The “Design for Tension” allowed me to test just how much personality you could pack into plain text. Our gerrymandering debate bot “Gerry” was written with an attitude, and it showed during user testing. The Google Design article “Conversation Design: Speaking the Same Language” highlighted the importance of considering personality when designing a chat interaction.
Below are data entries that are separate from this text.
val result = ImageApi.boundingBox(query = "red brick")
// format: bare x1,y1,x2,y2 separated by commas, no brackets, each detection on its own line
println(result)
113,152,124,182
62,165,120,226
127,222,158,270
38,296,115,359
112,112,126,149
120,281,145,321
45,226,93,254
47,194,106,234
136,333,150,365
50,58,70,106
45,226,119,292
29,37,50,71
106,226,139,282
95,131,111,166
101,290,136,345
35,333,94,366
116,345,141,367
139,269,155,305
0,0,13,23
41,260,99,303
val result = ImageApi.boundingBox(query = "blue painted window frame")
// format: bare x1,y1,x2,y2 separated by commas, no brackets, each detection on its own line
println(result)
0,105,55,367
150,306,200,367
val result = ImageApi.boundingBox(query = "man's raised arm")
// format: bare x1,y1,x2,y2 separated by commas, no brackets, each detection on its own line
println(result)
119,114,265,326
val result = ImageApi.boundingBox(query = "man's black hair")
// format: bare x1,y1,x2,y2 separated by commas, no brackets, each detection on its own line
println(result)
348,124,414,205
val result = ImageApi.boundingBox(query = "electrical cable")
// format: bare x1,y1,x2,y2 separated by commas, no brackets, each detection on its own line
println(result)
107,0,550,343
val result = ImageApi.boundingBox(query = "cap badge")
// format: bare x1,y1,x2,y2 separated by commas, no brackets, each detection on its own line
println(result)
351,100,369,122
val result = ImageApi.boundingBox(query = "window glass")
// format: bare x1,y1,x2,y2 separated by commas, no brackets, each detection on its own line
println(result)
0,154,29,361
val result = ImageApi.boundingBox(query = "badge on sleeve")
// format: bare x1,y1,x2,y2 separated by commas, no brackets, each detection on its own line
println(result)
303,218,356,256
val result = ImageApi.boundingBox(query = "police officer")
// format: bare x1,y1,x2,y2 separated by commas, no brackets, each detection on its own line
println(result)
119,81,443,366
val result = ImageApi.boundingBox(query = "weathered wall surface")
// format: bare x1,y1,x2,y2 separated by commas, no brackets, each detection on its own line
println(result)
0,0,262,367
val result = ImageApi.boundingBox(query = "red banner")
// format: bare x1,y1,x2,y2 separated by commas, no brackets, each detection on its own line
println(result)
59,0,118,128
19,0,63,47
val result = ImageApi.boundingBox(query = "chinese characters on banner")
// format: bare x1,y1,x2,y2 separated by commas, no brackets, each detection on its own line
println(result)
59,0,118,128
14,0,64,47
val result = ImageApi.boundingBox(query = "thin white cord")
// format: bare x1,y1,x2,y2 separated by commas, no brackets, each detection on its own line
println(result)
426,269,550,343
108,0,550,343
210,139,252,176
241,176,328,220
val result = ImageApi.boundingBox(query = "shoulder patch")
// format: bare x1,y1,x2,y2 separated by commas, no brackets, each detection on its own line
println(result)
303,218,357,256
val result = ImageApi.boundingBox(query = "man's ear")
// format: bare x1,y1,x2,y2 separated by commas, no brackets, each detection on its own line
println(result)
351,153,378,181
One article that caught my attention was “Why You Want Your Drone to Have Emotions.” While I’m still dubious about whether drones should really have emotions, the researchers were able to show that simple motions could convey a lot of emotion, giving inanimate objects such as drones the semblance of personality. The sluggish drones were interpreted tired, while the responsive, acrobatic drones were interpreted as adventurous. This idea ended up being useful in the “Design for Another World” project, where we created a prototype for a VR pet. We were limited to scaling, rotating and translating a model of a rubber ducky for our animations. By using these simple tools and adjusting timings accordingly, we were actually able to portray quite a bit of personality. The duck’s happiness influenced various attributes as well, such as his responsiveness to commands and speed. A video preview of the VR demo can be seen here.
Honesty and Levity
In the project “Design for Well-being,” it’s all too easy to take the idea of “well-being” in an overly-serious direction and start thinking about how a piece of software could administer therapy. I’m certainly not trying to downplay the mental health benefits HCI solutions can provide. In fact, I believe that computers can be tremendously helpful in this regard. At the same time, when I hear things like “chatbot therapist” I can’t help but think it’s an ill-fated endeavor. Unless we invent AI like in the movie Her, we should probably stop pretending that computers are sensitive enough to understand our emotions in a meaningful way. Right now in HCI, the most humane thing we can do is be realistic about what software is capable of understanding. Since the facial recognition library Affectiva had some difficulties with reading emotion accurately, making generalized statements about the user’s mood based on the output didn’t seem appropriate. Instead, we created a game that encouraged users to act and be goofy. The game showed exactly what emotion the program was registering, keeping us honest about the kind of noisy output we were working with. By steering towards levity and creating a game with funny videos, we created an experience that matched the underlying capabilities of the library.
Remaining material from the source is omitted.